O esquema de design seriam os parâmetros ou algoritmos usados para definir o que você deseja projetar. Os meios para criar variações podem ser análogos ou através de algum software de programação.
Além de simplesmente criar infinitas possibilidades para um problema específico. Trata-se de não observar tanto a solução, mas sim observar as causas do problema, pois gerenciando eficientemente essas causas conseguiremos chegar à melhor solução. Dessa forma, o design generativo se concentra na criação de uma série de regras, algoritmos ou parâmetros que irão projetar a peça final. Mas é o projetista desses parâmetros quem modifica e intervém para que a aleatoriedade e a quantidade de possibilidades oferecidas pelo código sejam o que ele deseja.
Arquitetura generativa
Introdução
Em geral
Design generativo é uma ferramenta de inovação, uma nova forma de abordar a forma como o mundo que nos rodeia é construído e criado.
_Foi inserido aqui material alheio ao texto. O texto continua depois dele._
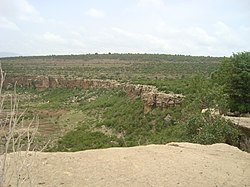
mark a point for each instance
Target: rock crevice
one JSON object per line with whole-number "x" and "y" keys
{"x": 150, "y": 95}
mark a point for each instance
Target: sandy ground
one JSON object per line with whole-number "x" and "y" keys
{"x": 174, "y": 164}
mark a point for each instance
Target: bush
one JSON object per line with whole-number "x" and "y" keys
{"x": 208, "y": 129}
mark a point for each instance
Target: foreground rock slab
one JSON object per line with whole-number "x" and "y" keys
{"x": 174, "y": 164}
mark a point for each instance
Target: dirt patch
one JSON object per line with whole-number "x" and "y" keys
{"x": 175, "y": 164}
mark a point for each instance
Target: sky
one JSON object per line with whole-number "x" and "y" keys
{"x": 189, "y": 27}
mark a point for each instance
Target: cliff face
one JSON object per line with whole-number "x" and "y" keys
{"x": 150, "y": 96}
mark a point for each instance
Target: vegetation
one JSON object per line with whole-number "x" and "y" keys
{"x": 234, "y": 75}
{"x": 77, "y": 119}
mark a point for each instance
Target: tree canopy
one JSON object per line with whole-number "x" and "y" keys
{"x": 234, "y": 75}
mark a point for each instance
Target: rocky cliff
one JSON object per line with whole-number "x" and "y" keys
{"x": 150, "y": 96}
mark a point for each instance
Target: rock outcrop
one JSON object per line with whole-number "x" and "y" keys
{"x": 150, "y": 95}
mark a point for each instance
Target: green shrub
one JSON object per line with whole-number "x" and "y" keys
{"x": 208, "y": 129}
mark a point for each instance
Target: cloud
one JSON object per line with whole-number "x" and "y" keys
{"x": 151, "y": 3}
{"x": 95, "y": 13}
{"x": 7, "y": 24}
{"x": 51, "y": 38}
{"x": 19, "y": 9}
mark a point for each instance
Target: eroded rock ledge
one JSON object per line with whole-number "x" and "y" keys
{"x": 150, "y": 95}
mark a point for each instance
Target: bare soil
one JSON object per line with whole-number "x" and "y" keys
{"x": 174, "y": 164}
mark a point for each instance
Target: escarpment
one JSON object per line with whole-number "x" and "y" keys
{"x": 150, "y": 95}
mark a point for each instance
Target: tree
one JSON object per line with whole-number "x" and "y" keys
{"x": 234, "y": 75}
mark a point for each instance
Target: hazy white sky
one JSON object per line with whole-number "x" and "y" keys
{"x": 195, "y": 27}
É uma ferramenta que vem ganhando muita força em áreas como engenharia, arte, arquitetura e design. É um processo de busca de formas que pode imitar a abordagem evolutiva da natureza ao design. Você pode começar com objetivos de design e depois explorar inúmeras permutações possíveis de uma solução para encontrar a melhor opção. Usando a computação em nuvem, o design generativo pode percorrer milhares ou até milhões de opções de design, testando configurações e aprendendo com cada iteração o que funciona e o que não funciona. O processo pode permitir que os designers gerem novas opções, além do que um ser humano sozinho poderia criar, para chegar a um design eficaz.[1][2] Como explica Lars Hesselgren: “O design generativo não se trata de projetar o edifício – trata-se de projetar o sistema que constrói um edifício.” (O design generativo não é projetar um edifício, é projetar o sistema que projeta um edifício[3])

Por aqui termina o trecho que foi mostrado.